Cx Cy P(Cx Win) P(Cy Win) ---------------------------------- 1 2 0.3 0.7 1 3 0.4 0.6 1 4 0.9 0.1 2 3 0.8 0.2 2 4 0.7 0.3 3 4 0.9 0.1
I have tried to calculate a 'rating' for each competitor by adding their individual win probabilities. For example the rating for C1 would be 1.6. The rating for C2 would be 2.2 etc. I've tried different ways to use this rating to find the probability of the competitor winning, however my gut feel tells me something is wrong.
Is there a mathematical solution to this problem?
Presumably your probabilities are giving the win probabilities in two-person races between each pair of competitors. This does not necessarily determine what happens in a four-person race. What you need is a model for what happens in such a race.

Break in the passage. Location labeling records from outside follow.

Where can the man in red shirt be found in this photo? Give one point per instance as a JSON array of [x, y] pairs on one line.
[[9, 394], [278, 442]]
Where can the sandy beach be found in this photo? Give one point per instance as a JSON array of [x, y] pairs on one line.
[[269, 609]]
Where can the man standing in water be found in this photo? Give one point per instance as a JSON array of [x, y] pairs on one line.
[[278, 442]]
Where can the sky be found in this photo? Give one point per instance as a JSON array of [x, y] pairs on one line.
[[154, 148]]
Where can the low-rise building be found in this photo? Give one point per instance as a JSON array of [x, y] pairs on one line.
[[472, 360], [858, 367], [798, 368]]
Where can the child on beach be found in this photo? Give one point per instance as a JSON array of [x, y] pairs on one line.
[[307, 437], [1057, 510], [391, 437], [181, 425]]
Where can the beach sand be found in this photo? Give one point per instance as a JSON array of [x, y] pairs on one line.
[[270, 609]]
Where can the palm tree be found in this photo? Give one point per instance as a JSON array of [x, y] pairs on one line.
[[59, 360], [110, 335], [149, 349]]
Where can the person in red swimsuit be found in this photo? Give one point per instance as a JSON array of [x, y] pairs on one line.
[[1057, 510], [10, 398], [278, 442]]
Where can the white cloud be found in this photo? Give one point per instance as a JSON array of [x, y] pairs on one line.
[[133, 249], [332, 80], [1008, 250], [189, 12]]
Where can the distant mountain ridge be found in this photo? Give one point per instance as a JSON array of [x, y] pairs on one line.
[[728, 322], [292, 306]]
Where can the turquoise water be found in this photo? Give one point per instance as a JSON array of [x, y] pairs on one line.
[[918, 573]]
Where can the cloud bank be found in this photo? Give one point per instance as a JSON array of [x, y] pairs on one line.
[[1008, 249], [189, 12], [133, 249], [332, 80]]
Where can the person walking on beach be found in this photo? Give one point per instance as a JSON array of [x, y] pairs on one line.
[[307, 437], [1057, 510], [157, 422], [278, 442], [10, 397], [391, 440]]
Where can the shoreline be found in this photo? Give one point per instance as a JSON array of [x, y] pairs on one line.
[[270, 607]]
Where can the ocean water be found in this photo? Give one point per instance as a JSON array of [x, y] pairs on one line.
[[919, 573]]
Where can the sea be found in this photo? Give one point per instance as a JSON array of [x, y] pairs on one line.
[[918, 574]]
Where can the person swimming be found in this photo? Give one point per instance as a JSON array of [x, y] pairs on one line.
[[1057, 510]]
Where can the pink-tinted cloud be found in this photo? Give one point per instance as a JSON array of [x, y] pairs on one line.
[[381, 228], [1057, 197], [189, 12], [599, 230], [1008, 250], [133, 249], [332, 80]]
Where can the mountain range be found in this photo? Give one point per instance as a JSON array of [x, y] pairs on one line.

One possible type of model is that each person's time for any given race is a random variable with a distribution from some family of distributions, these random variables all being independent. Now if you knew the parameters, you could (in principle) determine the win probabilities in both two-person and four-person races. For example, suppose competitor $i$'s time $T_i$ is normal with mean $\mu_i$ and standard deviation $\sigma_i$. Then $T_i - T_j$ is normal with mean $\mu_{ij} = \mu_i - \mu_j$ and standard deviation $\sigma_{ij} = \sqrt{\sigma_i^2 + \sigma_j^2}$. The probability that player $i$ wins against $j$, i.e. that $T_i - T_j < 0$, is $\Phi(-\mu_{ij}/\sigma_{ij})$ where $\Phi$ is the standard normal CDF. This leads to six equations involving the eight parameters $\mu_i$, $\sigma_i$. However, there are two symmetry operations that preserve all probabilities: adding a constant to all $\mu_i$, and scaling all $\mu_i$ and $\sigma_i$ by a positive constant factor. So we can assume, say, that $\mu_1 = 0$ and $\sigma_1 = 1$, and hope that the six equations determine the other six parameters.
Unfortunately, with your data it appears that there is no real solution to those six equations. So my model doesn't seem to fit your data.